Here are some other tips to protect your corporate or LLC veil: 

1. Maintain an active status for your business entity with the states you are authorized to do business in. This usually requires a simple filing and payment of an annual fee to the State. Failing to stay current with the State will cause your entity to become in-active or delinquent and the state will assess you additional penalty fees for not meeting your annual deadlines. Moreover, if the entity is dissolved by the state, your protection ends on that date.
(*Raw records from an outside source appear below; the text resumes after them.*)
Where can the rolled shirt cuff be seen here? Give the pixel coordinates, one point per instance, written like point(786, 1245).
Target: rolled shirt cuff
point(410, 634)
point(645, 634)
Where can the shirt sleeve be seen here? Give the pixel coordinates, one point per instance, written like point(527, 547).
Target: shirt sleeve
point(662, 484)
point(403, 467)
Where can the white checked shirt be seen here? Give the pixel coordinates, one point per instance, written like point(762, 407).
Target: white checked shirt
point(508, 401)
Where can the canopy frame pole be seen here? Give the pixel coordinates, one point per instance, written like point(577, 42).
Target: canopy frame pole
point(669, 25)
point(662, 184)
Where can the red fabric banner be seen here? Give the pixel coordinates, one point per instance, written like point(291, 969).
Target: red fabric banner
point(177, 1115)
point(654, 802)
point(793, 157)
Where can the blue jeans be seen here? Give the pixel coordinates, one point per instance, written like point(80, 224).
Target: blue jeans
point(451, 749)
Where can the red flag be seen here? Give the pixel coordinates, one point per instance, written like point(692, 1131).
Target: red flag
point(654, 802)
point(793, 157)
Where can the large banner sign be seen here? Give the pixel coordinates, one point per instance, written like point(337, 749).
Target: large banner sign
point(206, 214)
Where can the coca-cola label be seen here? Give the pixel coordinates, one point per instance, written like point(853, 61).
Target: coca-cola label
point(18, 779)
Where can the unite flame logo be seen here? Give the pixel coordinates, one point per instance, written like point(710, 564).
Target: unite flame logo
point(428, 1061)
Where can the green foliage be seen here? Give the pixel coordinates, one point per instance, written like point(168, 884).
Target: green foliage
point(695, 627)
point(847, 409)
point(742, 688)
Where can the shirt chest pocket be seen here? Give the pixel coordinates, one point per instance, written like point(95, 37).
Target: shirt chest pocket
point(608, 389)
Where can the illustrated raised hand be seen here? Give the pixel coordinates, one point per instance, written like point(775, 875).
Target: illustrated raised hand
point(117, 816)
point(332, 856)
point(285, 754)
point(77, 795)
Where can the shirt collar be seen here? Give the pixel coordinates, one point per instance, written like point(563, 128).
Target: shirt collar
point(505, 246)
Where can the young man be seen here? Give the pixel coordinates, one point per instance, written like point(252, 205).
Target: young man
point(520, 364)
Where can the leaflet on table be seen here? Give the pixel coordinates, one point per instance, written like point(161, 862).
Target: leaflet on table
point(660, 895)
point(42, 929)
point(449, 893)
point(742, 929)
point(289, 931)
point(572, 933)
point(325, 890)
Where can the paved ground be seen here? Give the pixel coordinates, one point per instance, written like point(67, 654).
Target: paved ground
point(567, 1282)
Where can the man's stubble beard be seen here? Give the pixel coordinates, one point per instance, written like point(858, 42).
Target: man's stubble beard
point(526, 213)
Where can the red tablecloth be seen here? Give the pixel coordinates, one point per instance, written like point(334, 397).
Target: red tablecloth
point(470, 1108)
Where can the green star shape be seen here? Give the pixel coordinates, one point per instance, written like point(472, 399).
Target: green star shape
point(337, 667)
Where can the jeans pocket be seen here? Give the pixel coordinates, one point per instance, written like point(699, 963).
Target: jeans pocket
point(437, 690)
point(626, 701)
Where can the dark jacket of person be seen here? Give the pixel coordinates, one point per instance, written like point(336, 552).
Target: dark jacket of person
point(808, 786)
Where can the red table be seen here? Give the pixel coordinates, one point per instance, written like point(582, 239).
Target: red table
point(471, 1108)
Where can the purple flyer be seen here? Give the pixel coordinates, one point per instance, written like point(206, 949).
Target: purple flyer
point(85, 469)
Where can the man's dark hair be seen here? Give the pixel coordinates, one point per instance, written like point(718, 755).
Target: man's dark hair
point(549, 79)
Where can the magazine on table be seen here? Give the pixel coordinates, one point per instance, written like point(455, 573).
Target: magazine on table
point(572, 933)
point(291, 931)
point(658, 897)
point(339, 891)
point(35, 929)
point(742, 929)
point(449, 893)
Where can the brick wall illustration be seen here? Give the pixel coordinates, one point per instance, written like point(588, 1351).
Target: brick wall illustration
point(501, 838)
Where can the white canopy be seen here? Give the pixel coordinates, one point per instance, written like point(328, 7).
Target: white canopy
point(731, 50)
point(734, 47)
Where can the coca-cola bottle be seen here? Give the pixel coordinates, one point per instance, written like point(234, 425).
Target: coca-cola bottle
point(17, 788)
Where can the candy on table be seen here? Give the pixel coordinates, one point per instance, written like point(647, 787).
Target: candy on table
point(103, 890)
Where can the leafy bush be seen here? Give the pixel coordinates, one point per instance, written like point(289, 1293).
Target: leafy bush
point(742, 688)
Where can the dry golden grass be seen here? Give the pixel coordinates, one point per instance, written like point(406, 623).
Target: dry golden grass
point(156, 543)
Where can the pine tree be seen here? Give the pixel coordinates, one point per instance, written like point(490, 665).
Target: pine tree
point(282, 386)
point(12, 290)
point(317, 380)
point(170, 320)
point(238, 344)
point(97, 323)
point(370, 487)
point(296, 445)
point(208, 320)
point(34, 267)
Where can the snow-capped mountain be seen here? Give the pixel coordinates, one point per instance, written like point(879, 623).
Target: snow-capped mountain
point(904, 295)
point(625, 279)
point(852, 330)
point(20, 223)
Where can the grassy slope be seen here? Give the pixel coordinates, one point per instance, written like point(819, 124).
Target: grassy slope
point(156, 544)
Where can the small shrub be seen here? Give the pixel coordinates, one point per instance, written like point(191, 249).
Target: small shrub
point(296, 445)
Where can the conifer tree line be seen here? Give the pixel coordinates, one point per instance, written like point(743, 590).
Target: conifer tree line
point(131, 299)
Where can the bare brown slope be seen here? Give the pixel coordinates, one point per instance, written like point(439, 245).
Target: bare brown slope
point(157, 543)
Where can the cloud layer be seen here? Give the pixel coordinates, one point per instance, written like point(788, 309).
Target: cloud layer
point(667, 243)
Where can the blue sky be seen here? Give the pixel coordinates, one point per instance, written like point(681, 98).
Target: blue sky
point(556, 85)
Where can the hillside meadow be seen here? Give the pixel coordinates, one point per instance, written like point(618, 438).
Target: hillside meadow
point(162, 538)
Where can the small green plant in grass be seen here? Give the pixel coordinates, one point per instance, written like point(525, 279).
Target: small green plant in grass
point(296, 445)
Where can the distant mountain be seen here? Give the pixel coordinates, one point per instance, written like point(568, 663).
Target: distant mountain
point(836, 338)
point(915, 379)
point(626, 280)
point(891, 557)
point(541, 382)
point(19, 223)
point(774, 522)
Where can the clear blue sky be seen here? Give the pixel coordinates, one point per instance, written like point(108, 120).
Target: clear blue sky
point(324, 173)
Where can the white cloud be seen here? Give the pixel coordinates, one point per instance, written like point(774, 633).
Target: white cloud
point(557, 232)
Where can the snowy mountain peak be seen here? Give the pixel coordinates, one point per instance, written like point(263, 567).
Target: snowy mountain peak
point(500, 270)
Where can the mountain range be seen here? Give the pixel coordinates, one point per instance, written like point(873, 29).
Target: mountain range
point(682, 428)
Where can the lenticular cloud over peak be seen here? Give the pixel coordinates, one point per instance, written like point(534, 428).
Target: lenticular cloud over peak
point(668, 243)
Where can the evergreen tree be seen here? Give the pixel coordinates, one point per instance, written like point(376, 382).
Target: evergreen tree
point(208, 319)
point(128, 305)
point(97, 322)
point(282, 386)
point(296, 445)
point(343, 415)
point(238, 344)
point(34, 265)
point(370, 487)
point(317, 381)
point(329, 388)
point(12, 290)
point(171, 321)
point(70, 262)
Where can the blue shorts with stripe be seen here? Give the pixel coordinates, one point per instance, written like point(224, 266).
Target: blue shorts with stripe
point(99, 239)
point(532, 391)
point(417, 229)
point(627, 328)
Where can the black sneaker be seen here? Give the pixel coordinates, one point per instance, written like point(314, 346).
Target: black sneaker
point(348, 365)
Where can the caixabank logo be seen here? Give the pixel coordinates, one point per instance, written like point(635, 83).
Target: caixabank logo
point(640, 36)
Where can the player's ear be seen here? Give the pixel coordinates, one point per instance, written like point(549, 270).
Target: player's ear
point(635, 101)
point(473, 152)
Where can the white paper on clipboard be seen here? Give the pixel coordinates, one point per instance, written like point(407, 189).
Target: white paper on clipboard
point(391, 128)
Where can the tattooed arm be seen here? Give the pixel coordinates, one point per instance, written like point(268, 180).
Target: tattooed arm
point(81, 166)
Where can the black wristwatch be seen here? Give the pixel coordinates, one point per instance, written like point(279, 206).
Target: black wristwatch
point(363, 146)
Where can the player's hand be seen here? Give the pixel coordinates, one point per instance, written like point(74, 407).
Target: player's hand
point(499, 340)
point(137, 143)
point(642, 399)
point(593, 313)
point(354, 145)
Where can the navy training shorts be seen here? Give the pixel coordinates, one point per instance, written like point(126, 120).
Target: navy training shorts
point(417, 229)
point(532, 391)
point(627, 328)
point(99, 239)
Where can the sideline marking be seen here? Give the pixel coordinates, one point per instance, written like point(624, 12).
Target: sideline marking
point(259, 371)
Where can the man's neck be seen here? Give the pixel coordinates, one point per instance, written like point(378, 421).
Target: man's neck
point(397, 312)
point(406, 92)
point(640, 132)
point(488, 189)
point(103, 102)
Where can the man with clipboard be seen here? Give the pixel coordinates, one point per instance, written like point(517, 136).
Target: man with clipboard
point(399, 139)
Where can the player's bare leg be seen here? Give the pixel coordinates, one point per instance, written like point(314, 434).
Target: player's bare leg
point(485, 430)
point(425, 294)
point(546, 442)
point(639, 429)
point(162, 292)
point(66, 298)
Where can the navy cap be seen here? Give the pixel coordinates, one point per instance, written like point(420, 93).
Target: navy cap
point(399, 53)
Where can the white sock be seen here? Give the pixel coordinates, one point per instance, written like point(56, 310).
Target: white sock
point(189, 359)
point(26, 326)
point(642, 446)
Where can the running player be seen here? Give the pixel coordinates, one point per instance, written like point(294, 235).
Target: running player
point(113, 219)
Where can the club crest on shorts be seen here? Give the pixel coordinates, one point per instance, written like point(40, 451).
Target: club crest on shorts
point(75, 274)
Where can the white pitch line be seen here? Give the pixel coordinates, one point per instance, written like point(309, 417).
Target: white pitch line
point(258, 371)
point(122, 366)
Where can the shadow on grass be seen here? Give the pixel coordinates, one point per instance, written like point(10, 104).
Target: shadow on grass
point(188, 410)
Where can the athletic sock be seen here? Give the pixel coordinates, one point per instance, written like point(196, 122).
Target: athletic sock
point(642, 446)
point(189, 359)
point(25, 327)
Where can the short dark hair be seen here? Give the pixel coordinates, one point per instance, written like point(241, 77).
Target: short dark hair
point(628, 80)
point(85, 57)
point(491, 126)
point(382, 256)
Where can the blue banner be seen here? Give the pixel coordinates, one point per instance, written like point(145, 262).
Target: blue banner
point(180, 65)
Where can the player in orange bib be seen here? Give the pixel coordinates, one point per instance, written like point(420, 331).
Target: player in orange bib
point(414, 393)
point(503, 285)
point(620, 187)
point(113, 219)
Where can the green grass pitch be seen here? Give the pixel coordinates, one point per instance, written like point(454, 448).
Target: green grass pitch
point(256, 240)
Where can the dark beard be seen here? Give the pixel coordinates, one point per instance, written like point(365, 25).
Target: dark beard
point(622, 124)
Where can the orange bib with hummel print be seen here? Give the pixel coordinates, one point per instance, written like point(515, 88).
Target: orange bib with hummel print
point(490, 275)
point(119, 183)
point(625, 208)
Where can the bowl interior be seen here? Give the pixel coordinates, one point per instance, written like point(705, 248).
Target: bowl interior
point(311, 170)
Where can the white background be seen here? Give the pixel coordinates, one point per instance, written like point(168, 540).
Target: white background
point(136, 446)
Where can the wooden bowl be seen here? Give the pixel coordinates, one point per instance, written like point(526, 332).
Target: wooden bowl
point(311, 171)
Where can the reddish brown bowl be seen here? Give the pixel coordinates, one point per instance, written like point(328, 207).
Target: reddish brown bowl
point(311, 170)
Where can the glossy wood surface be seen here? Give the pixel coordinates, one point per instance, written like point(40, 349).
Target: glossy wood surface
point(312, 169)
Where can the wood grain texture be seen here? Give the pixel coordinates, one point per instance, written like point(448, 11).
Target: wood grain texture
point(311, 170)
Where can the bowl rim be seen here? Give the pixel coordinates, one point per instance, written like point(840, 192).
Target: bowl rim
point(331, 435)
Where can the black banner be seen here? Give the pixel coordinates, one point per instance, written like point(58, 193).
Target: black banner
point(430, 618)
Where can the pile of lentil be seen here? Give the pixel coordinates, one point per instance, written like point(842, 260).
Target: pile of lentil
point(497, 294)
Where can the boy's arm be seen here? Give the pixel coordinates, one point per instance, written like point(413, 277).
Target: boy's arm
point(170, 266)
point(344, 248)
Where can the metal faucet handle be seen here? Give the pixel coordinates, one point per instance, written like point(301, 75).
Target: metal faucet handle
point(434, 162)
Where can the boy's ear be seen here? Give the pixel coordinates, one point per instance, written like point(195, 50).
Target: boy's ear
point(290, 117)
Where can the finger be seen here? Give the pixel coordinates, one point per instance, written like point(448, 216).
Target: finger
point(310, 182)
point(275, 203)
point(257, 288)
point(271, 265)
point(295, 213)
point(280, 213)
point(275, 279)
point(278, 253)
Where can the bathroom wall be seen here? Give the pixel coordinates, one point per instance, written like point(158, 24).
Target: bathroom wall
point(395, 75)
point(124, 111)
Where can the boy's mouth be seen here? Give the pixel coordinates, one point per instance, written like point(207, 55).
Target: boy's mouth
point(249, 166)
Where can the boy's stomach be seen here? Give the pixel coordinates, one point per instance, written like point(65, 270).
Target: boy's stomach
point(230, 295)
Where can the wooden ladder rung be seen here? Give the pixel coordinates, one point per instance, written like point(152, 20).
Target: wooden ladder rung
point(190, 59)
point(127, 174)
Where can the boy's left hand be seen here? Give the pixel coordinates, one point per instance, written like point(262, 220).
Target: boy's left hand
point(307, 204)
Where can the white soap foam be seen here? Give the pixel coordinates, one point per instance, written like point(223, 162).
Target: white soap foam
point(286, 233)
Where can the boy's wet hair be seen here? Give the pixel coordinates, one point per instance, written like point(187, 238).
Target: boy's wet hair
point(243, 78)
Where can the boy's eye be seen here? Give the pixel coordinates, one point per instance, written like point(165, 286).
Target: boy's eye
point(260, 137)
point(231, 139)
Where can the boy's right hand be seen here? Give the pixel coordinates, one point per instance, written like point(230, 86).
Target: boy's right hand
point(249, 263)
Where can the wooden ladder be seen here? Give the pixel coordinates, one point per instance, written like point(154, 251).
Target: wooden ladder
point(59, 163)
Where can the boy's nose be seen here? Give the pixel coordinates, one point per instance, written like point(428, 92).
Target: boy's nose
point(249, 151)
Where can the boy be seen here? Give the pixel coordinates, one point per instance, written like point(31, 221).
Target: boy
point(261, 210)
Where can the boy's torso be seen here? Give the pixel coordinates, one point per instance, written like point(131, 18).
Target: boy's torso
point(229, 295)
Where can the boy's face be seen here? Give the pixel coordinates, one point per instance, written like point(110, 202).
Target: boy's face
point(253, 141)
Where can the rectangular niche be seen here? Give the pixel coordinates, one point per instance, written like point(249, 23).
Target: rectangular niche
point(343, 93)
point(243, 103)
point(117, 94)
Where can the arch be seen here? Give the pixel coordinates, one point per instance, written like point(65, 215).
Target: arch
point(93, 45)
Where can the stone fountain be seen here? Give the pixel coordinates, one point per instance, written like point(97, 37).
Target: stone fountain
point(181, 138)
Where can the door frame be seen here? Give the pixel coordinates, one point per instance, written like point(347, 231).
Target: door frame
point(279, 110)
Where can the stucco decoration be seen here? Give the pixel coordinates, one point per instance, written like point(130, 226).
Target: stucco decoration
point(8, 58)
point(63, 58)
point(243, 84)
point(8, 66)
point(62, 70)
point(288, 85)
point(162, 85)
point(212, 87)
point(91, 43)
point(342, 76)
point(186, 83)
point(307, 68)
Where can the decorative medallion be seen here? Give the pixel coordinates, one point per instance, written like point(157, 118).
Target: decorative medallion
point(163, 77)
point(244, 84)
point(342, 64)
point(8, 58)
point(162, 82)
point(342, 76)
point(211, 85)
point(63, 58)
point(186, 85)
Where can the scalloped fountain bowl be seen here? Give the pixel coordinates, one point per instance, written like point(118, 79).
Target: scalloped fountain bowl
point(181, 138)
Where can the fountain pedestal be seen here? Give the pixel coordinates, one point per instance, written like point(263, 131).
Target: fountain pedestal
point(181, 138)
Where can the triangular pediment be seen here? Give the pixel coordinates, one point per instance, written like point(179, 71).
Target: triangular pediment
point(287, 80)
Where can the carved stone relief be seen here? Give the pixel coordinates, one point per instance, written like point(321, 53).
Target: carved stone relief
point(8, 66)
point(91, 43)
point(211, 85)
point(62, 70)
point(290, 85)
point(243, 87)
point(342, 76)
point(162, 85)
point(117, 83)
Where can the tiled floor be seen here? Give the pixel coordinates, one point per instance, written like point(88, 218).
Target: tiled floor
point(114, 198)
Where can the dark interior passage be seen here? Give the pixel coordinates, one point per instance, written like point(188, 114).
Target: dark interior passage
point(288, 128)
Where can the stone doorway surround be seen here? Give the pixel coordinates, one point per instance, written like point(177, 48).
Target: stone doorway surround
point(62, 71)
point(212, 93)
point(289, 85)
2. Own your business assets (e.g. real estate) in the name of the entity and execute all contracts and legal documents in the name of the entity. This may require new deeds or updates to contracts. Do not sign personally. You are signing on behalf of the corporation or LLC with your proper title. 

3. Hold annual meetings and complete annual minutes. Plus, throughout the year as necessary. 

4. Create letterhead and business cards for each business operation and use them. You want it to be clear that you are acting on behalf of your company and not in an individual capacity.

5. Maintain a separate checking account for each company and don’t co-mingle business assets with personal assets. Using your personal account for business activities shows a complete disregard for the Corporate Veil since you are not treating the company as a separate entity from the business owner.

6. Receive business income in the name of the business and pay for business expenses out of the business bank account(s). 

7. Form a Nevada Corporation or LLC and foreign qualify or register in the state you are doing business. Nevada is the state of domicile. If your company is sued, it will most likely be in your home state. If the plaintiff (the person suing you) wants to go beyond the corporation (or LLC) and after you, the case will most likely go back to the state of domicile, which in this case is Nevada – where you get the most protection.

However, if you incorporate in a weaker state (without Nevada’s exceptional protections) and your veil is pierced… That’s right. You’re right back where you did not want to be. You can be held personally liable. You might lose the lawsuit – and you may lose your personal assets. 

Even if you have formed a Nevada corporation or LLC, we still strongly recommend you follow all the tips and steps to protect the entity veil. You do not want to give anyone any ammunition that it may be easier to pierce the entity veil and go after your personal assets.